Blue balloon birds ascend,
reflected in, and above a mirrored mire, glassy by nature,
at the very least, the way it should be.
Let’s pretend the stillness is not uncommon
and hide beneath the surface,
only our toes and noses piercing ripples through the shallow liquid metal sheet.
If it were solid, this mud-metal sheet,
we’d be frozen, although still a perfect reflection of the concrete clouds halted ascension,
and hide beneath the surface,
respected by rocks, the gargoyles of nature,
for the things we have uncommon.
Stoic connections if only for the way it could be.
Shadowless flies a bee.
Its shadow reflected in the deep sky sheet,
released to nothing and everything uncommon.
A single tree pierces the surface, leafless it alone ascends.
Standing on the mirror doubles its size as nature
acts as a point between two infinitely retreating surfaces.
We’ll start from the center, the starting point surface.

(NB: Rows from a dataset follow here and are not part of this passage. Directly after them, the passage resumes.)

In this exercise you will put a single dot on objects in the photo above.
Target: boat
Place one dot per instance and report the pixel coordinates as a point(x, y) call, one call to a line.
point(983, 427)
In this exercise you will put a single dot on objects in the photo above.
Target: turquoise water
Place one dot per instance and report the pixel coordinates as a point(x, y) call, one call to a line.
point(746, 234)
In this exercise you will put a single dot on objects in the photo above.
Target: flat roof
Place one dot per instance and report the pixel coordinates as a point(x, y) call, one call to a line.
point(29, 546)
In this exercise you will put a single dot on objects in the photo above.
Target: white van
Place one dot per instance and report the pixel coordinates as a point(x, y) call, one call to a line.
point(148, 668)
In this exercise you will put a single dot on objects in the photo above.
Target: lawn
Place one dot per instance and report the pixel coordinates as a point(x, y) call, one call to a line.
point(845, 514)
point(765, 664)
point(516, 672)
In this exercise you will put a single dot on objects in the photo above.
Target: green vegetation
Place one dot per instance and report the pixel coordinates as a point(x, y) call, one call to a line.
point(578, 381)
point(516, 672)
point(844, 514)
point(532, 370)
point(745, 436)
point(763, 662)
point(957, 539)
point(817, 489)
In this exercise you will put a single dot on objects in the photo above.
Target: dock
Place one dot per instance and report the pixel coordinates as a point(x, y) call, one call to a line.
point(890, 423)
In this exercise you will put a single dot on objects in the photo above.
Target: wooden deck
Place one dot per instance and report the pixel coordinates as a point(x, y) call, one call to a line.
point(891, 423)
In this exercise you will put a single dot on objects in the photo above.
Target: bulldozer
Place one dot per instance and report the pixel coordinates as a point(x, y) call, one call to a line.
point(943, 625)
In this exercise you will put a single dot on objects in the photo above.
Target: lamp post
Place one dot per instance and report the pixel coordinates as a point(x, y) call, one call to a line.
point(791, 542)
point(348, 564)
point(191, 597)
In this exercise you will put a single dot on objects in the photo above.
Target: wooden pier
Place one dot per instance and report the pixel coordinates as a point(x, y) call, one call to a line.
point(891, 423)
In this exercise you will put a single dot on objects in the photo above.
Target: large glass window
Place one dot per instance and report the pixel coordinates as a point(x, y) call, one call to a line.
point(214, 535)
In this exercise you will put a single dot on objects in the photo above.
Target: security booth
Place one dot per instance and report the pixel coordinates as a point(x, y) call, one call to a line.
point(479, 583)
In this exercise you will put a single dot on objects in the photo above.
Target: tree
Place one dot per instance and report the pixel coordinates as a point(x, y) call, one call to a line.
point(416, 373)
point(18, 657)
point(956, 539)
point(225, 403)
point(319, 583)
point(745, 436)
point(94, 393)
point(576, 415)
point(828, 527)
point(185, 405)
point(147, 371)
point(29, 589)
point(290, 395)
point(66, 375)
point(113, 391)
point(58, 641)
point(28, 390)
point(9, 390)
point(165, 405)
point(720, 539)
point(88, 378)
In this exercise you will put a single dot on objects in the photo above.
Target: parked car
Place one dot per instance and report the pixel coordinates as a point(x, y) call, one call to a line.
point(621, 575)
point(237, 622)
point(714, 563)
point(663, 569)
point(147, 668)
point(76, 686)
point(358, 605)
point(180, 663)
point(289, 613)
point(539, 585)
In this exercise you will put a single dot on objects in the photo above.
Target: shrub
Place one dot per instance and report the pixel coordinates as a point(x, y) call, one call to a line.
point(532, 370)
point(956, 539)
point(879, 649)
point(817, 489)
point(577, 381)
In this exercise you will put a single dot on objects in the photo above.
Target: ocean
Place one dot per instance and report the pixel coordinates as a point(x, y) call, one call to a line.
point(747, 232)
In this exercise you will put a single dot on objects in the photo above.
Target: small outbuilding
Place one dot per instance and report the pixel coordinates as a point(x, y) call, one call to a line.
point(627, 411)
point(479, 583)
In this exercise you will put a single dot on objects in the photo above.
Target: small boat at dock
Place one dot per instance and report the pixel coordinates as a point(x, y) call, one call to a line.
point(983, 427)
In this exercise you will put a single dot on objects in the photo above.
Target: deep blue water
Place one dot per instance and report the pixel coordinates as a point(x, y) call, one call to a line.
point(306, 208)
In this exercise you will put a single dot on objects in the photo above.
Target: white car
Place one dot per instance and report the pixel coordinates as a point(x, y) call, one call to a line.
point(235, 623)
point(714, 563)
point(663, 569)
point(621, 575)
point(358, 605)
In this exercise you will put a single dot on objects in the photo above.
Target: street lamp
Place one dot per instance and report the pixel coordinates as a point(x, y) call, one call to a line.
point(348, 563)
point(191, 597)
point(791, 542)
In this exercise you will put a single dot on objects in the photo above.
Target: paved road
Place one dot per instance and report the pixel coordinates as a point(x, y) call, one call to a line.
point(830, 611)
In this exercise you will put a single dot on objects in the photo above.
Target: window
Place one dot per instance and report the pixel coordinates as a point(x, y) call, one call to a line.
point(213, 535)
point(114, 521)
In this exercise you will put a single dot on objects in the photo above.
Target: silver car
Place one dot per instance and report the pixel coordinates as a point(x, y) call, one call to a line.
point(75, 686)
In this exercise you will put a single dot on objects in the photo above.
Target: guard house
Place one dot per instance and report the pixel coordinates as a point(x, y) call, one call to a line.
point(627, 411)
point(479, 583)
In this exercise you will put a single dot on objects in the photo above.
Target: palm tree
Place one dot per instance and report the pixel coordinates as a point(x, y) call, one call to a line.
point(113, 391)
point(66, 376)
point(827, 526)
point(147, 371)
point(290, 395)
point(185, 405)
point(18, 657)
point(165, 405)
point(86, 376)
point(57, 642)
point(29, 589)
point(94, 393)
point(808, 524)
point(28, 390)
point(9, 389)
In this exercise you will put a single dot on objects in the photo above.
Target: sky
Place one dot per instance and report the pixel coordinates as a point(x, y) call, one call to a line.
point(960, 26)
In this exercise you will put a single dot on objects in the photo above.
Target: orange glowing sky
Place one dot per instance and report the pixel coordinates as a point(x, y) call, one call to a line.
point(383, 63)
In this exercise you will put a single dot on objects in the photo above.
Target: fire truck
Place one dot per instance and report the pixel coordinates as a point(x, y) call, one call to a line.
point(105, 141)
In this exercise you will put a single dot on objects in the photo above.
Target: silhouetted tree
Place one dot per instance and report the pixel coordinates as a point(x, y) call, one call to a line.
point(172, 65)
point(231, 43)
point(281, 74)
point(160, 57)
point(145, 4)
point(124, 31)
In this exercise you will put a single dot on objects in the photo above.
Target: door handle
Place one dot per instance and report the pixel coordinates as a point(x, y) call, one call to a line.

Up or down become relativities to be,
greater than either but neither in nature.
The bee’s hive tightly coiled, white-yellow crumpled paper sheets,
heavy with honey’s upward spiral, ascending,
as two mirrors facing each other, an ending uncommon.
Stalemate, this world, and us in common.
We hide beneath the past’s glass surface.
The submergence will kill our bodies in time, descending,
sinking to the sky for there we’ll be
between the star’s sheets.
One with death, two with nature.
So now between the bee and me and you, nothing but natural
silence and buzzing commonalities.
Tracks composed and performed by rain sheets
beat rhythms on the ceiling surface,
where beneath we wait to be
evaporated or drank up by the hollow bones of birds ascending.
Finally flight achieved, ascending from the surface like steam,
shattering sheets of ice with uncommon volume,
free to be nature itself or nothing.